NOAA-EMC / global-workflow

Global Superstructure/Workflow supporting the Global Forecast System (GFS)
https://global-workflow.readthedocs.io/en/latest
GNU Lesser General Public License v3.0
74 stars 166 forks source link

Incorrect gfs job dependencies caused gfsmetpg2g1 failure #2899

Open RussTreadon-NOAA opened 1 week ago

RussTreadon-NOAA commented 1 week ago

What is wrong?

Jobs gfscleanup and gfsmetpg2g1 both depend upon the completion of gfsarch. As such, it is possible for both jobs to be concurrently running. This is problematic. gfscleanup removes the directory in which the gfsmetpg2g1 job is running.

This behavior was observed on Hera but likely impacts all machines.

What should have happened?

The gfsmetp suite of jobs should run to completion before gfscleanup removes the run directory.

What machines are impacted?

All or N/A, Hera

Steps to reproduce

  1. clone g-w develop
  2. set up g-w CI for GSI or JEDI ATM based DA
  3. cycle to gfsmetp jobs

Additional information

A test of g-w CI _C96C48_ufshybatmDA on Hera encountered the following scenario.

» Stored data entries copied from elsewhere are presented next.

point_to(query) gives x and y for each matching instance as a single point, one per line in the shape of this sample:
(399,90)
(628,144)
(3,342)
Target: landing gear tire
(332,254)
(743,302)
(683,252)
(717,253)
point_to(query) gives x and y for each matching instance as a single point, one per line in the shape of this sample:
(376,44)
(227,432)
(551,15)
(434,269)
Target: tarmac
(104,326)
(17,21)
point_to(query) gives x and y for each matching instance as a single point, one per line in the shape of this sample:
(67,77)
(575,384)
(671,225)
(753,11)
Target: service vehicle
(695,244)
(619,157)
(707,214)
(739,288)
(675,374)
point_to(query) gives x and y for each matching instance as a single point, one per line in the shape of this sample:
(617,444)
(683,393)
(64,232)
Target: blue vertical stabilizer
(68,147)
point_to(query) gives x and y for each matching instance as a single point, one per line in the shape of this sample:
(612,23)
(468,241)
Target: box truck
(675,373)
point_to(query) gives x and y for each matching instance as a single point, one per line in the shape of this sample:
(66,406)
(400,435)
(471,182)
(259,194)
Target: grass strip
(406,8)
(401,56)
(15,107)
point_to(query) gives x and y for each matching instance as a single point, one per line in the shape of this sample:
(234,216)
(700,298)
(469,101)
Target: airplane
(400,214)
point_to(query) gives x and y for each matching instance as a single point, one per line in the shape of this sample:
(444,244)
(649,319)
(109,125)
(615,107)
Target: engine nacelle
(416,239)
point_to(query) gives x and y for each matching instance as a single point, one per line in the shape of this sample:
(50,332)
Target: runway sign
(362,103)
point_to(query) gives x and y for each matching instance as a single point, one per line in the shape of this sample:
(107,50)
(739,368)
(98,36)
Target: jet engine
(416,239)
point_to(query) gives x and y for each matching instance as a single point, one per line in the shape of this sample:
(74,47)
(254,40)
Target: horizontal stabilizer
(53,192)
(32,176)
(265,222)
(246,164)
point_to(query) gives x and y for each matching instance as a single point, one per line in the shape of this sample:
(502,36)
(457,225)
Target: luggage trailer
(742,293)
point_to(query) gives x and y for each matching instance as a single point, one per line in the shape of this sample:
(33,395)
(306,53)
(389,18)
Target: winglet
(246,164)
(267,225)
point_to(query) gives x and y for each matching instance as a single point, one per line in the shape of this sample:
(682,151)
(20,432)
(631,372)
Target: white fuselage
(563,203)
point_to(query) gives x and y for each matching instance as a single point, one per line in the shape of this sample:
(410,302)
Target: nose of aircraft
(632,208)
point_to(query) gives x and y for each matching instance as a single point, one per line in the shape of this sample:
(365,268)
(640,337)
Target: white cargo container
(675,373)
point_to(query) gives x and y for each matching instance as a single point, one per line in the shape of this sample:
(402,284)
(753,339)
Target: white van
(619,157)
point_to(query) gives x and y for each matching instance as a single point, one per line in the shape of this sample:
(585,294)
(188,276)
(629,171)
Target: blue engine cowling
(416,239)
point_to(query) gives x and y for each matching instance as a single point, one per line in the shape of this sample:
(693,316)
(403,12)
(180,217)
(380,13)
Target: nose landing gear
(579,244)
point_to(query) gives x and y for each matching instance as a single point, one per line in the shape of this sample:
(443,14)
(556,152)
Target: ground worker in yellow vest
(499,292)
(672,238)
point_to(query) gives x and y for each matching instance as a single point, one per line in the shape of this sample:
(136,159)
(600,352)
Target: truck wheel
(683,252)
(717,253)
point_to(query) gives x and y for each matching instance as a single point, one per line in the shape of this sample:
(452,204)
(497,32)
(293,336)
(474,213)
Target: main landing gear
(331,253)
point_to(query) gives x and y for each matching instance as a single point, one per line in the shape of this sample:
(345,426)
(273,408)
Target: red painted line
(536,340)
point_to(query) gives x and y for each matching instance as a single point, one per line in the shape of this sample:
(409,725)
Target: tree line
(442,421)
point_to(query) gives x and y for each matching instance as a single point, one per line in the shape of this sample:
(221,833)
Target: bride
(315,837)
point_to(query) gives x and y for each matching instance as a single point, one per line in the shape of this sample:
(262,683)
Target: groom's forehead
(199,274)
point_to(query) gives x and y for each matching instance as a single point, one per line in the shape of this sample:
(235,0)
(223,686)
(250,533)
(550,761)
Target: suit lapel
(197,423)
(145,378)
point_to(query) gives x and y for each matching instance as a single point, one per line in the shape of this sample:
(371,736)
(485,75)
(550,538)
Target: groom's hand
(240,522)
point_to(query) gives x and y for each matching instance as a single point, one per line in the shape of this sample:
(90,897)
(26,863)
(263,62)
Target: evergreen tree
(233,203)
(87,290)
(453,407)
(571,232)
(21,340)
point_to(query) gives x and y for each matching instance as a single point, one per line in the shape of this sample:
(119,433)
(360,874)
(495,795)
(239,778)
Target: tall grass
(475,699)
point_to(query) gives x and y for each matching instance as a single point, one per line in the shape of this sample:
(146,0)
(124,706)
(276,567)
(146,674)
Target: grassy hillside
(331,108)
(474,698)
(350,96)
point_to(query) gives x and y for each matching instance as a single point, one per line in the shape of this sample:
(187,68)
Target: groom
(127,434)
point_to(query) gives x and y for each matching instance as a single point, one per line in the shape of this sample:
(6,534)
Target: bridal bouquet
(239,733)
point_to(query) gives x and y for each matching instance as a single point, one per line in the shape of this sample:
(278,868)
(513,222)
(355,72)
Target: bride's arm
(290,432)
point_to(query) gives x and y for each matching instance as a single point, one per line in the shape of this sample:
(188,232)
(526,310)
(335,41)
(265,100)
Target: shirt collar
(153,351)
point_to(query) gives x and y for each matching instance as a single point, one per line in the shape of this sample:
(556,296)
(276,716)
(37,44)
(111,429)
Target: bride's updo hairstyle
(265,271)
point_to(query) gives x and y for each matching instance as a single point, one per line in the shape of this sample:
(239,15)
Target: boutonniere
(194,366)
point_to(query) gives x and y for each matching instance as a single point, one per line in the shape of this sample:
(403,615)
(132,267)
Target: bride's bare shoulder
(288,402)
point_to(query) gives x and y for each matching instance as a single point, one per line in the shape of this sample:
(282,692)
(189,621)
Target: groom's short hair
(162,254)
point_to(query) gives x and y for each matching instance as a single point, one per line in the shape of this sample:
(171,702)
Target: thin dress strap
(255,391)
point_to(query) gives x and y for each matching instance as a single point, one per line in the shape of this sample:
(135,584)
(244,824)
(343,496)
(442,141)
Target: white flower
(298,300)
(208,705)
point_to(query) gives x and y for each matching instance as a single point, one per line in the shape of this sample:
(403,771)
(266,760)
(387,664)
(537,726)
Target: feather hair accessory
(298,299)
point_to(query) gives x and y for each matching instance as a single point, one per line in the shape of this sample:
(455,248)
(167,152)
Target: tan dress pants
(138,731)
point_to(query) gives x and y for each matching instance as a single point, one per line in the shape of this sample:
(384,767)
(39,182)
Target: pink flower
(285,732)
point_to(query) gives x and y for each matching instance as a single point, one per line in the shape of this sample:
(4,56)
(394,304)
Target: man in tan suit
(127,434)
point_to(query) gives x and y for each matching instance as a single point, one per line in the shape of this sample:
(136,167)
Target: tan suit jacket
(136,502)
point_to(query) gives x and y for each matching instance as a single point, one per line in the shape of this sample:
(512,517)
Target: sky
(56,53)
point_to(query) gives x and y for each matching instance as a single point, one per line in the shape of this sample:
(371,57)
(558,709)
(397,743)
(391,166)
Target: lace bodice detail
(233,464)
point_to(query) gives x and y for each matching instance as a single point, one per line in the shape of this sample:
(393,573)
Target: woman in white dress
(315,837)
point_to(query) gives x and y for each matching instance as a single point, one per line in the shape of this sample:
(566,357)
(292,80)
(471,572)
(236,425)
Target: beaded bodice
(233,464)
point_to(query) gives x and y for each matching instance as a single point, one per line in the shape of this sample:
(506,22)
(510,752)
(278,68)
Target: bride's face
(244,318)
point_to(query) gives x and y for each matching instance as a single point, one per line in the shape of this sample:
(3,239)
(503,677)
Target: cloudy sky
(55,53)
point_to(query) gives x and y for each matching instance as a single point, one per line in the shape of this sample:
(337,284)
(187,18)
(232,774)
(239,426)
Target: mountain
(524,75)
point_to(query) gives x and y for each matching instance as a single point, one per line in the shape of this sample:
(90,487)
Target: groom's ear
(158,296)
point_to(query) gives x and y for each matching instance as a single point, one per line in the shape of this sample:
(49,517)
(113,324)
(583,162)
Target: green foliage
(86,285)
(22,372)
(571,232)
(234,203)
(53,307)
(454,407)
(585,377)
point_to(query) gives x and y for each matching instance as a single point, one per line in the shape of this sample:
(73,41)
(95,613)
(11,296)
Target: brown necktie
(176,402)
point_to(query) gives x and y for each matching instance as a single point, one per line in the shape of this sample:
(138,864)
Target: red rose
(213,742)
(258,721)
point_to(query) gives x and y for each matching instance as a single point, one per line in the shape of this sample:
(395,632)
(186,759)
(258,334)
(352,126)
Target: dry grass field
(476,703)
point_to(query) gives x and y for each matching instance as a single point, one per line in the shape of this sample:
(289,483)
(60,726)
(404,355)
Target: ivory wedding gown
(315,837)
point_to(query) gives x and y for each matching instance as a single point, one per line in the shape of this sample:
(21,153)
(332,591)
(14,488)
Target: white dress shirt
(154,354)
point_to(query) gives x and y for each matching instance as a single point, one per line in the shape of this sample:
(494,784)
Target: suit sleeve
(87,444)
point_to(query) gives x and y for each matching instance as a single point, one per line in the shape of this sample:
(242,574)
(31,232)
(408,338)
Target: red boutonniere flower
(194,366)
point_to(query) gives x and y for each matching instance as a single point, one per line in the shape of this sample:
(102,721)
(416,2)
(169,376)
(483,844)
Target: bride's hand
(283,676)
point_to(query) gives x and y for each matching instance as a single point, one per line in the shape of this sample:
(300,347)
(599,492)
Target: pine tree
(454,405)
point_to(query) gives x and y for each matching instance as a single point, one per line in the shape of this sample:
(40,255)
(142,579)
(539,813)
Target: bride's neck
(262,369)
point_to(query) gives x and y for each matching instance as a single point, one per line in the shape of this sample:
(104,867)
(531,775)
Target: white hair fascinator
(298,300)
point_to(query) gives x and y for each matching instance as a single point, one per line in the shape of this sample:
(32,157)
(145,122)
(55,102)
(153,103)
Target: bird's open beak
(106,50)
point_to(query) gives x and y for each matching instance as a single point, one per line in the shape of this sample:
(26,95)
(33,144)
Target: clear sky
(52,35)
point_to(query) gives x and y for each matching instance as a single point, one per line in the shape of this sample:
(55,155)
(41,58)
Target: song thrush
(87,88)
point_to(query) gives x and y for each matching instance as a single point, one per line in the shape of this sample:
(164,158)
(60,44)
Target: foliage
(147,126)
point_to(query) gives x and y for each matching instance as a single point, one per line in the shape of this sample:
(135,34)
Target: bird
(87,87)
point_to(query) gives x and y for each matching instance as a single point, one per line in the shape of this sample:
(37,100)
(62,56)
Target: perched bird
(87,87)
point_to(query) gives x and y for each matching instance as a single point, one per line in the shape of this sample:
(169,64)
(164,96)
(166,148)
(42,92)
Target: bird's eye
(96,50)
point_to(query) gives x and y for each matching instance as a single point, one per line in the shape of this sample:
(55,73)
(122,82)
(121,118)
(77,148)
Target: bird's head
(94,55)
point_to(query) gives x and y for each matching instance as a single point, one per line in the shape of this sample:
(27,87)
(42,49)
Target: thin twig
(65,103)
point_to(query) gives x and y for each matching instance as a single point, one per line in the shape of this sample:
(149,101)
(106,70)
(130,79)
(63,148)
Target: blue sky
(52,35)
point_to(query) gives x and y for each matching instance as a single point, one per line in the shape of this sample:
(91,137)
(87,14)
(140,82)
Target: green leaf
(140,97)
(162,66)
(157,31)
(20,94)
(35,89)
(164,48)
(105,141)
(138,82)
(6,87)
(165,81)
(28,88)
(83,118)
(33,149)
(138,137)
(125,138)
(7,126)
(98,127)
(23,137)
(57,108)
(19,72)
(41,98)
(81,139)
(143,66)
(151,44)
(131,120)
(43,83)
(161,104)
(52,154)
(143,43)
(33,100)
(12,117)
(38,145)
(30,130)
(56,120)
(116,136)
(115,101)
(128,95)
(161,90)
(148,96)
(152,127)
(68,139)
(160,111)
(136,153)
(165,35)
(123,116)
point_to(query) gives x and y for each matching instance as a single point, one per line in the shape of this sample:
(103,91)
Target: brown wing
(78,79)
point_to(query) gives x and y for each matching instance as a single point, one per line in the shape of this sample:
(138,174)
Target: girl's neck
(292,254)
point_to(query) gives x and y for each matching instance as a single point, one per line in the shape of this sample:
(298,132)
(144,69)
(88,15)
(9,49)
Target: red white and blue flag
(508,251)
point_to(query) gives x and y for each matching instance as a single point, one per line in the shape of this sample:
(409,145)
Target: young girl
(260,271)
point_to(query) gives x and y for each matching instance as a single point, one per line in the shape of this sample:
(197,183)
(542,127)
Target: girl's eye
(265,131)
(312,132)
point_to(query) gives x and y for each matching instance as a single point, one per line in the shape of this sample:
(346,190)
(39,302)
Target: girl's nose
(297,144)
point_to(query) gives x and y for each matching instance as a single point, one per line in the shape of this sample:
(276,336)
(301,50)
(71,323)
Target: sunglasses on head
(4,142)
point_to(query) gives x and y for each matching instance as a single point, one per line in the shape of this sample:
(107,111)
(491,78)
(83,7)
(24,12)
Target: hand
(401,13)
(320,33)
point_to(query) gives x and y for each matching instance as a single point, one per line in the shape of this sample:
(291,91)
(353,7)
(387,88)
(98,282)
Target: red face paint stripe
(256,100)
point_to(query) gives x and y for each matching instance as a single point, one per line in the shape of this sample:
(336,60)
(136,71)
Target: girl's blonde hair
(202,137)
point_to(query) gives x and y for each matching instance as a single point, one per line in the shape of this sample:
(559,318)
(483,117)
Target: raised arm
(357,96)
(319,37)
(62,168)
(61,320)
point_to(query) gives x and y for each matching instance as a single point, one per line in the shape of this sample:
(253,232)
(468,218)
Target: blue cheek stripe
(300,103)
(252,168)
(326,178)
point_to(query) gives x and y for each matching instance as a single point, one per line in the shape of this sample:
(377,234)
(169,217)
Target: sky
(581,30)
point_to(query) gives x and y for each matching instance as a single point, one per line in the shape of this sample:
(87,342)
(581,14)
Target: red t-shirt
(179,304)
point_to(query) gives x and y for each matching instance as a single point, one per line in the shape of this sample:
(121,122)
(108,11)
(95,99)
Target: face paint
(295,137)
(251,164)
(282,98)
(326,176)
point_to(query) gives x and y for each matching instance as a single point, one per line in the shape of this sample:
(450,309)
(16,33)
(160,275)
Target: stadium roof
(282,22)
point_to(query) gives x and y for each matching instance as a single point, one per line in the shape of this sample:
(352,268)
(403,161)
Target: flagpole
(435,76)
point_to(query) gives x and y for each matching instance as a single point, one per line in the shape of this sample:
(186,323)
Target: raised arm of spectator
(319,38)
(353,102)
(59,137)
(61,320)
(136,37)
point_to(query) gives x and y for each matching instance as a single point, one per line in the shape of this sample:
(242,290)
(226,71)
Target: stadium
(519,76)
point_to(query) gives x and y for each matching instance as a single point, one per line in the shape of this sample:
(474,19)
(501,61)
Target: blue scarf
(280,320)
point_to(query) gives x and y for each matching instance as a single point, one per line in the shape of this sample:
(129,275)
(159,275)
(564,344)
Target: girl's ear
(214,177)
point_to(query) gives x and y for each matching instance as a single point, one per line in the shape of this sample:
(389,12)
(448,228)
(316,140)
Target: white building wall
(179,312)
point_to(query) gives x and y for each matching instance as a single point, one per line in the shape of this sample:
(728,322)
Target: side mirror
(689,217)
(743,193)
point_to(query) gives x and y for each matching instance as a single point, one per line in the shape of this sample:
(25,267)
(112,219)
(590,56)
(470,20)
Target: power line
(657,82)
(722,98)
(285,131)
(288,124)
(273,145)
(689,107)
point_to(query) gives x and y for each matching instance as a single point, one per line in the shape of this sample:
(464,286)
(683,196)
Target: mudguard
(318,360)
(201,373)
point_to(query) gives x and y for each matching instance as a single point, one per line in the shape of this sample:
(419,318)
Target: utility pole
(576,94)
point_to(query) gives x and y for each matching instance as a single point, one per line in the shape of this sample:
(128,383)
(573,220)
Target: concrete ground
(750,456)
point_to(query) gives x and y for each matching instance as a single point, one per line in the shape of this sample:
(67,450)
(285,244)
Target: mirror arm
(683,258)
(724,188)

The 2024022400 gfsarch job completed. rocotorun submitted gfscleanup and gfsmetpg2g1. Both of these jobs have a single xml dependency. This single dependency is completion of gfsarch.

        <dependency>
                <and>
                        <taskdep task="gfsarch"/>
                </and>
        </dependency>

Jobs gfsmetgp2g1 and gfscleanup started at the same time, Mon Sep 9 17:03:20 UTC 2024 gfscleanup finished at Mon Sep 9 17:03:48 UTC 2024. One of the last actions gfscleanup does is to remove the top-level gfs run directory for the cycle

+ exglobal_cleanup.sh[118]: rm -rf /scratch1/NCEPDEV/stmp2/Russ.Treadon/RUNDIRS/prtest/gfs.2024022400
+ exglobal_cleanup.sh[120]: echo 'Cleanup /scratch1/NCEPDEV/stmp2/Russ.Treadon/RUNDIRS/prtest/gfs.2024022400 completed!'

Unfortunately, gfsmetpg2g1 was running in /scratch1/NCEPDEV/stmp2/Russ.Treadon/RUNDIRS/prtest/gfs.2024022400/metpg2g1.2502384. Removal of /scratch1/NCEPDEV/stmp2/Russ.Treadon/RUNDIRS/prtest/gfs.2024022400 deleted the gfsmetpg2g1 run directory. Job gfsmetpg2g1 aborted at Mon Sep 9 17:03:52 UTC 2024 with the error messges

OSError: [Errno 116] Stale file handle: 'python_gen_env_vars.sh'
+ exgrid2grid_step1.sh[46]: status=1
+ exgrid2grid_step1.sh[47]: [[ 1 -ne 0 ]]
+ exgrid2grid_step1.sh[47]: exit 1
+ JGFS_ATMOS_VERIFICATION[1]: postamble JGFS_ATMOS_VERIFICATION 1725901403 1

Do you have a proposed solution?

No response

DavidHuber-NOAA commented 5 days ago

I will fix this as part of #2907